- Date: August 15–22
- Edition: 88th
- Surface: Clay / outdoor
- Location: Toronto, Ontario, Canada
- Venue: National Tennis Centre

Champions

Men's singles
- Jeff Borowiak

Women's singles
- Regina Maršíková

Men's doubles
- Bob Hewitt / Raúl Ramírez

Women's doubles
- Delina Ann Boshoff / Ilana Kloss
- ← 1976 · Canadian Open · 1978 →

= 1977 Rothmans Canadian Open =

The 1977 Rothmans Canadian Open was a tennis tournament played on outdoor clay courts at the National Tennis Centre in Toronto in Canada that was part of the 1977 Colgate-Palmolive Grand Prix and of the 1977 WTA Tour. The tournament was held from August 15 through August 22, 1977.

==Finals==

===Men's singles===
USA Jeff Borowiak defeated CHI Jaime Fillol 6–0, 6–1
- It was Borowiak's 3rd title of the year and the 8th of his career.

===Women's singles===
CSK Regina Maršíková defeated Marise Kruger 6–4, 4–6, 6–2
- It was Maršíková's 1st title of the year and the 1st of her career.

===Men's doubles===
 Bob Hewitt / MEX Raúl Ramírez defeated USA Fred McNair / USA Sherwood Stewart 6–4, 3–6, 6–2
- It was Hewitt's 10th title of the year and the 40th of his career.

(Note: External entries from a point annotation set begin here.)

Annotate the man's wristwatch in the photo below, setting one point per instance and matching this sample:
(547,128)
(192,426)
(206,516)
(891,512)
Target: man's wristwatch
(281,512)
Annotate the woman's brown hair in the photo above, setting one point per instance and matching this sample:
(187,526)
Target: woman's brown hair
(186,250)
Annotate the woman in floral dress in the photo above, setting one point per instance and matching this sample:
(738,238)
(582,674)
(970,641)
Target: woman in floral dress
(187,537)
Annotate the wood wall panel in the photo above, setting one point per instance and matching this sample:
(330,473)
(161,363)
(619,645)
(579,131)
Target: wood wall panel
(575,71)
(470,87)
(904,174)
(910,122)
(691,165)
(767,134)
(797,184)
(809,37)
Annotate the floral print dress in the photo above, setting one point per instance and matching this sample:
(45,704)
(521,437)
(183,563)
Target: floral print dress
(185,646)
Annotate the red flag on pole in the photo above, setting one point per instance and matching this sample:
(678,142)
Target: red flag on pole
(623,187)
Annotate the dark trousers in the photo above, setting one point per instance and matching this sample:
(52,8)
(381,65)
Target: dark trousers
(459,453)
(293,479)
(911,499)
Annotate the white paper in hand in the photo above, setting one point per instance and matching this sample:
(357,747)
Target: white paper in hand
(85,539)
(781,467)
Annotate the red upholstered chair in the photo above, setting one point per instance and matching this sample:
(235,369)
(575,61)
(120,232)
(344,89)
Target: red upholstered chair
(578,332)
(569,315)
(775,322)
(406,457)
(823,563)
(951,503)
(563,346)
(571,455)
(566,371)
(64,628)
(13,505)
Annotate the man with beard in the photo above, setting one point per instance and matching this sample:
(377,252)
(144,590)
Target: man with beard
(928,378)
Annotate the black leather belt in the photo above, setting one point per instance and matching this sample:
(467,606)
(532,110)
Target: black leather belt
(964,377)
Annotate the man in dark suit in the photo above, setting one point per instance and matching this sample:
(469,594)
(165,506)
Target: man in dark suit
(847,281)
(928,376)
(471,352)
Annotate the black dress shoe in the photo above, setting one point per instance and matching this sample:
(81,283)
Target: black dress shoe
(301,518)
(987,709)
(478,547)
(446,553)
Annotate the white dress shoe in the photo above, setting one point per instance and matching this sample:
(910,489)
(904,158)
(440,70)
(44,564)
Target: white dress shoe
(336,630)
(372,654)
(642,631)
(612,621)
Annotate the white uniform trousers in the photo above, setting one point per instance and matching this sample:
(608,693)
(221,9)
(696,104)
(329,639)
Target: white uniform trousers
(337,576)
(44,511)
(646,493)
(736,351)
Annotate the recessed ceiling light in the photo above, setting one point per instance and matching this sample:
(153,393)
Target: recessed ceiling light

It was Ramírez's 6th title of the year and the 53rd of his career.

===Women's doubles===
 Delina Ann Boshoff / Ilana Kloss defeated USA Rosemary Casals / AUS Evonne Goolagong Cawley 6–2, 6–3
- It was Boshoff's 1st title of the year and the 1st of her career. It was Kloss' 1st title of the year and the 1st of her career.